The head-to-head comparison of ibrutinib vs ASCT demonstrated numerically higher 3-year failure-free survival rates with ibrutinib (86% vs 72% on the ASCT arm) and was found to be noninferior to the current standard of ASCT after chemoimmunotherapy.

“We can only justify ASCT if there is a significant improvement in efficacy. This comparison showed the superiority of the ibrutinib arms, with a numerical benefit of 14% in the 3-year failure-free survival,” he said.

For the third arm of the study, no difference was evident in the comparison between ibrutinib with ASCT and ibrutinib substituted for ASCT, but longer follow-up is needed, Dr. Dreyling noted.

In terms of safety, ASCT is known to cause substantial toxicity and is difficult for patients to tolerate. The TRIANGLE study found there was no major difference between the two ASCT-containing arms in the incidence of grade 3 to 5 adverse events, with neutropenia, febrile neutropenia, leukopenia, and infections being the most common. In the comparison between ibrutinib plus ASCT vs ibrutinib as a substitute for ASCT, more grade 3 or higher adverse events were observed during maintenance with the combination of ASCT and ibrutinib.

In the maintenance phase of treatment, the standard of care plus ibrutinib led to higher rates of adverse events compared with either the standard of care or ibrutinib alone. This suggests ibrutinib may have optimal use as a replacement for, rather than an addition to, ASCT. “From the perspective of toxicity, the ideal regimen is a combination of conventional chemotherapy plus ibrutinib,” said Dr. Dreyling.

Overall, adding ibrutinib to induction treatment and as maintenance therapy with or without ASCT was feasible and active. Also, the current standard high-dose regimen is not superior to the ibrutinib-containing regimen without ASCT, the researchers found, but they said longer follow-up is needed. 

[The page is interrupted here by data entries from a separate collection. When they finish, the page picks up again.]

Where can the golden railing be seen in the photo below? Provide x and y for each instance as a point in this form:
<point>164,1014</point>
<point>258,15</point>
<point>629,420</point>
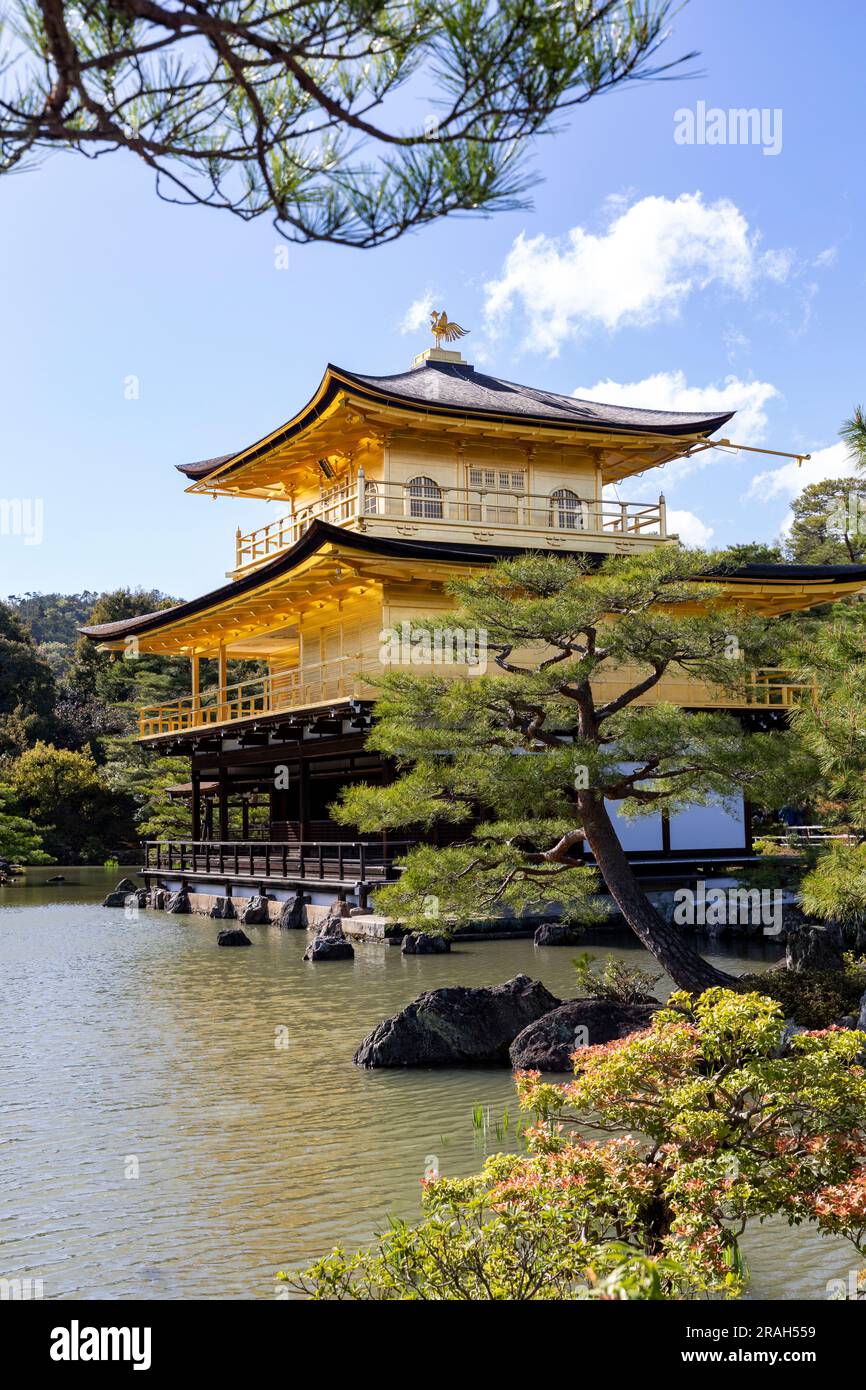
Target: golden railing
<point>453,506</point>
<point>344,679</point>
<point>264,695</point>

DISCLOSURE: The study was supported by Janssen. Dr. Dreyling has served as a consultant and/or received honoraria or research funding from Lilly/Loxo, AstraZeneca, Novartis, Roche, Janssen, Gilead Sciences/Kite, Amgen, BMS/Celgene, Bayer, AbbVie, and BeiGene. Dr. Sekeres has served on boards of directors or advisory committees for Novartis, Takeda/Millennium, and BMS.

REFERENCE

1. Dreyling M, Doorduijn JK, Gine E, et al: Efficacy and safety of ibrutinib combined with standard first-line treatment or as substitute for autologous stem cell transplantation in younger patients with mantle cell lymphoma: Results from the randomized Triangle trial by the European MCL Network. 2022 ASH Annual Meeting and Exposition. Abstract 1. Presented December 11, 2022.